The vertices are found at \((h, k \pm a)\) or \((h \pm a, k)\) depending on whether the hyperbola opens vertically or horizontally.

• In this exercise, the center is at \((-2, 5)\) and \(a = \sqrt{11}\).
• This tells us the hyperbola opens vertically, so the vertices are \((-2, 5 \pm \sqrt{11})\).

Understanding the location of the vertices helps in sketching the hyperbola and understanding its direction of opening.

Foci (plural of focus) are integral for understanding the shape of a hyperbola. They are located further from the center than the vertices. The distance from the center to the foci is represented by \(c\), where \(c^2 = a^2 + b^2\).
These points are not on the actual hyperbola but lie along the same axis as the vertices. The role of the foci is in defining the geometry of the hyperbola as a locus of points where the difference in distances to each focus is constant.

• In this specific hyperbola, with \(a^2 = 11\) and \(b^2 = 44\), we calculate \(c^2 = 55\).
• Thus, \(c = \sqrt{55}\), and the foci are located at \((-2, 5 \pm \sqrt{55})\).

Locating the foci is important both for sketching and for understanding the hyperbola's geometric properties.

Asymptotes are lines that the hyperbola approaches but never actually meets. They are vital for understanding the behavior of the hyperbola at infinity.
For a hyperbola in the form \( \frac{(y-k)^2}{a^2} - \frac{(x-h)^2}{b^2} = 1 \), the equations of the asymptotes are derived as \( y = k \pm \frac{a}{b}(x-h) \).

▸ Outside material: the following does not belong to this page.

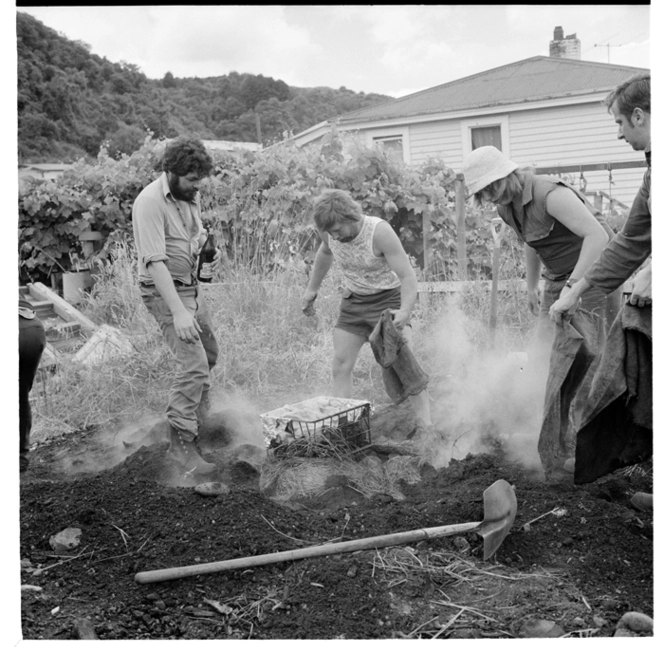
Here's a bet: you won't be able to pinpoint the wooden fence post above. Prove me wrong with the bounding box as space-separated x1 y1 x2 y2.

These lines provide guidelines for sketching the hyperbola's opening.

• Here, the center \((-2, 5)\), gives the asymptotes \(y-5 = \pm \frac{\sqrt{11}}{\sqrt{44}}(x+2)\).
• Simplifying this, we have \( y = 5 \pm \frac{1}{2}(x+2) \).

These equations help visualize how the hyperbola approaches these lines as it extends outward.

Completing the square is a technique used to convert quadratic expressions into a perfect square trinomial, facilitating the transition to the standard form of a conic section. For hyperbolas, this method helps arrange terms for easy identification of the equation's parameters.

• In this exercise, we complete the square for both \(x\) and \(y\) terms to rewrite the given hyperbola equation.
• For \(x\): \(-x^2 - 4x\) becomes \(-( (x+2)^2 - 4)\).
• For \(y\): \(4(y^2 - 10y)\) is rewritten by completing to \(4((y-5)^2 - 25)\).

This allows us to easily transition into the standard form, making subsequent steps like finding vertices and foci straightforward.

The standard form of a hyperbola provides a clear structure to identify its key components such as center, axis, vertices, and asymptotes.
The general standard form for a vertical-opening hyperbola is \( \frac{(y-k)^2}{a^2} - \frac{(x-h)^2}{b^2} = 1 \), where \((h, k)\) is the center. Depending on whether the \(x\) or \(y\) term comes first, the hyperbola will open horizontally or vertically, respectively.

• After completing the square in this exercise, the hyperbola's standard form is \( \frac{(y-5)^2}{11} - \frac{(x+2)^2}{44} = 1 \), indicating it opens along the y-axis.

This form enables us to extract vital information like the location of the center \((-2, 5)\), and identify opening direction, making sketching and analysis much easier.